NEW YORK – Cowen, JP Morgan, and Bank of America today initiated coverage of 10x Genomics, following Evercore ISI, which had initiated coverage last month.
Cowen and Evercore ISI gave shares of the single-cell sequencing firm an Outperform rating, while JP Morgan rated shares as Overweight and Bank of America as Buy. Both Cowen and JP Morgan set a price target of $55, Evercore ISI set a price target of $70, and Bank of America's price target is $62.
Cowen's rating was due to " the company's early success, tremendous promise, favorable business model, and competitive positioning," analyst Doug Schenkel wrote in a note.
"10x Genomics has become the leader in the large, rapidly growing single-cell space. We believe 10x's resolution and scale clearly outpace other approaches and are highly valued by customers, as evidenced by the rapid adoption of 10x instruments."
"As it has a more attractive top-line growth profile relative to peers, we believe a valuation premium is justified and continue to see room for upside vs. current levels," JP Morgan analyst Tycho Peterson wrote.
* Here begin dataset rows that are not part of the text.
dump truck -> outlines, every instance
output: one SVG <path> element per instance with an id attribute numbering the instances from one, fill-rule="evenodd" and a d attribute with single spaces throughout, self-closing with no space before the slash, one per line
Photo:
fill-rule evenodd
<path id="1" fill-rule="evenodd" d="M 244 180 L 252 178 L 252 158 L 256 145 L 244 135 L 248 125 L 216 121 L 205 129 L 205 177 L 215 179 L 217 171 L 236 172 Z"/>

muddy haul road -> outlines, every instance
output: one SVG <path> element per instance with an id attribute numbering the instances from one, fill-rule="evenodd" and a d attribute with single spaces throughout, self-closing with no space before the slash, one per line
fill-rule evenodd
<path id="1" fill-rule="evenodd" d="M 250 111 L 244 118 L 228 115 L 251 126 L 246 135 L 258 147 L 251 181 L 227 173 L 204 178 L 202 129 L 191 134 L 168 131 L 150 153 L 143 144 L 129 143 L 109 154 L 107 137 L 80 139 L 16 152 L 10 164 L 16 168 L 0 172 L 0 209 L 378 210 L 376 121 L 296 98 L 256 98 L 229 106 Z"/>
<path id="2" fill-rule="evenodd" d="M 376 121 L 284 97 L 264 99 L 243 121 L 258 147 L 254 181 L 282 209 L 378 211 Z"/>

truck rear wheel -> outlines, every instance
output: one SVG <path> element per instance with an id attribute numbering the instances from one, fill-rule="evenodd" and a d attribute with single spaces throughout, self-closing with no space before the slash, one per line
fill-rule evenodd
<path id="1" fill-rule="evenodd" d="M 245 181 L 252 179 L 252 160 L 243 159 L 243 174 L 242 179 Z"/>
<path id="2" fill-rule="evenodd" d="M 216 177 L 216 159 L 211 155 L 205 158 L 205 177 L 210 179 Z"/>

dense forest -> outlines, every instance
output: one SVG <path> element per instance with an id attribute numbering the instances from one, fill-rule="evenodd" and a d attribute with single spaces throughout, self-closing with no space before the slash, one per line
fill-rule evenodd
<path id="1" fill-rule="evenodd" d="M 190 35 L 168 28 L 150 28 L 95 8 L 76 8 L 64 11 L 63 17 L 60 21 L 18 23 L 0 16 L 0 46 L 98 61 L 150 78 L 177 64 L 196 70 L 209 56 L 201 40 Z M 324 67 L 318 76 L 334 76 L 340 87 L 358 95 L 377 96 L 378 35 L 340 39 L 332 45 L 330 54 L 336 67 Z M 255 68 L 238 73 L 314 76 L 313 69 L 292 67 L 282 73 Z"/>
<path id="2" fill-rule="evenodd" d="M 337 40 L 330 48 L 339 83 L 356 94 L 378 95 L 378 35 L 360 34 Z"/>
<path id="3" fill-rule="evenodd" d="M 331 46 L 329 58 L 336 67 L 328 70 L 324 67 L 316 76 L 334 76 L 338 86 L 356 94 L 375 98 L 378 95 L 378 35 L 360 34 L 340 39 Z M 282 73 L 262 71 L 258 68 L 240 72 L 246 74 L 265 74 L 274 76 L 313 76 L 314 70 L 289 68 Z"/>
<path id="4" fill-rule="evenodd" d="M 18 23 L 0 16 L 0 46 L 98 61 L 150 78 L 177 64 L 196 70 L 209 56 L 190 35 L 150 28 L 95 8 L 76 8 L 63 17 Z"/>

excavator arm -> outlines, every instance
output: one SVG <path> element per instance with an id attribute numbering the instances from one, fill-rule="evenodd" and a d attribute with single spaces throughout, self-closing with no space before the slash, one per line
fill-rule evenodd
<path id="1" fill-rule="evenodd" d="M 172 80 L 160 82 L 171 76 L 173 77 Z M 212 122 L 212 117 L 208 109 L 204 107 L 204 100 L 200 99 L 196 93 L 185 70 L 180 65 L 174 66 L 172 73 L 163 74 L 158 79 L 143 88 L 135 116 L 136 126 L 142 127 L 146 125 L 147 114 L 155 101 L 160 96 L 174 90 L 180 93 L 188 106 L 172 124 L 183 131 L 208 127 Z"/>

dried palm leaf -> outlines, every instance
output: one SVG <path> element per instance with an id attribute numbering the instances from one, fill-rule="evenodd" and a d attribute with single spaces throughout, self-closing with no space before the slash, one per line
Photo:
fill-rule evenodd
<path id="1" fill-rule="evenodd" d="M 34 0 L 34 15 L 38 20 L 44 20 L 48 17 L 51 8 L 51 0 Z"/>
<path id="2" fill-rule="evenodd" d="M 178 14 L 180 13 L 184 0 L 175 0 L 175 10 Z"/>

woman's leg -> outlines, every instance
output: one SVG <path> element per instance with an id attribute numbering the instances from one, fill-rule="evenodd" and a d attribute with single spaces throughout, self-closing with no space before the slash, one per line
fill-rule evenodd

Pleasanton, California-based 10x closed its initial public offering last month, with aggregate gross proceeds of $448.5 million before discounts commissions and expenses. JP Morgan, Goldman Sachs, and Bank of America Merrill Lynch acted as lead joint book-running managers and Cowen acted as lead manager. The underwriters fully exercised their option to purchase 1.5 million shares.
The firm's estimate for its total addressable market is approximately $13 billion, and the analysts wrote that the market would allow the firm to continue to grow. The firm "is addressing a large, high-growth market that is minimally penetrated today," Schenkel wrote, adding that the firm has "already demonstrated robust growth in its installed base," placing half of its more than 1,200 Chromium instruments in the last year.
"Rarely within Life Sciences does a new technology with this firepower stay limited to the few applications with which it was introduced to the market," Evercore ISI analyst Luke Sergott wrote. "10x's technology has next-generation sequencing-style potential and we see a feasible estimate that the technology could penetrate [about] 20 percent of the qPCR market, which has [about] 50k instruments globally."
"Strong customer traction and an exciting pipeline reinforce our confidence in [10x's] ability to penetrate its total addressable market," Peterson wrote.
Both JP Morgan and Cowen noted that the firm's intellectual property fight with Bio-Rad Laboratories posed risks, but that it had taken steps to address the commercial and financial impact.
In morning trading on the Nasdaq, shares of 10x were up less than 1 percent at $51.71.